0.0001366 = 0.000137 is the correct answer to three significant figures.

Solved Examples on Significant Figures

Examples to Rounding off to a Specified Unit

Q 1: Identify the number of significant digits/figures in the following given numbers.

45, 0.046, 7.4220, 5002, 3800

Ans:

Q 2: Give the number of significant figures in each measurement.

1. 36.7 m

2. 0.006606 s

3. 2,002 kg

4. 306,490,000 people

Ans:

1. This measurement has three significant numbers since all nonzero digits are significant.

2. The first three zeros are insignificant, but the zero between the sixes is, hence this number has four significant figures.

3. This measurement includes four significant figures because the two zeros between the two are significant.

4. The four trailing zeros in the number aren’t significant, but the other five are, making this a five-figure number.

Solved Examples to Rounding off to a Specific Unit

Q 1. The result of an experimental calculation corrected up to seven significant figures is 7.363573. Round it off to six, five, four, three and two significant figures.

Ans: The given quantity P = 7.363573

When rounding off to 6 significant figures, P6 = 7.36357 ( ∵ the dropped digit is less than 5, 6th significant figure remains the same).

When rounding off to 5 significant figures, P5 = 7.3636 (5th significant figure is added by 1, as the dropped digit is greater than 5).

Similarly, When rounding off to 4 significant figures, P4 = 7.364

When rounding off to 3 significant figures, P3 = 7.36

When rounding off to 2 significant figures, P2= 7.4

Q 2: Round off 18.066 cm to the nearest mm.
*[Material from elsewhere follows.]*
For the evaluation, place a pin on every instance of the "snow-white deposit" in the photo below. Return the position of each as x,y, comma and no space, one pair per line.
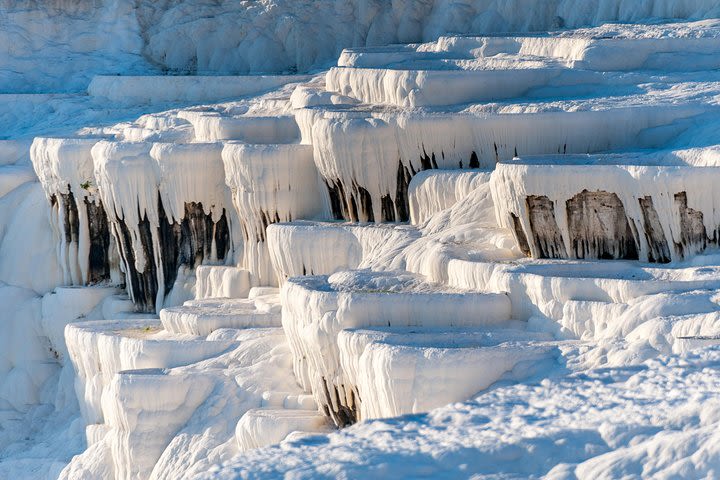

Ans: Since, 1 mm = 0.1 cm, so to round it off to the nearest mm, we have to round it off to one decimal place.

18.066 cm = 18.1 cm rounded off to the nearest mm or 181 mm.

Q 3: Round off 53.4278 m to the nearest cm.
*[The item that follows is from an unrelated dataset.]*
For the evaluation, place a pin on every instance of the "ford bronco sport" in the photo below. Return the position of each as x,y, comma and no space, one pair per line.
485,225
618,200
Ans: Since, 1 cm = 0.01 m, we round off 53.4278 m to the nearest cm. We have to round it off to two places of decimal.

53.427 m = 53.43 m rounded off to the nearest cm or 5343 cm

Q 4: Rounding to the correct number of significant figures exercises with a 5 as the first non-significant figure:

1. Round 4.7475 to 4 significant figures

2. Round 4.7465 to 4 significant figures

Ans:

• 4.7475 becomes 4.748 because the first non-significant digit is 5 and the last significant figure is rounded up to 6.

• 4.7465 becomes 4.746 because the first non-significant figure is 5 and the last significant figure is even.

Practice Questions

Q 1. Write 12.378162 correct to 4 significant digits.

Ans: 12.38

Q 2. Round off 53.4278 m to the nearest cm.

Ans: Since, 1 cm = 0.01 m, we round off 53.4278 m to the nearest cm. We have to round it off to two places of decimal.

Summary

In this article we have learnt that the correct use of significant figures requires nothing more than common sense in mathematical computation. As we have seen, the significant figures refers to the number of important single digits (0 to 9 inclusive) in the coefficient of expression in the scientific notation. Then we have learned about the rounding off numbers upto the significant figures. In the end of the article, we have included some solved examples and practice problems to have better experience on the topic.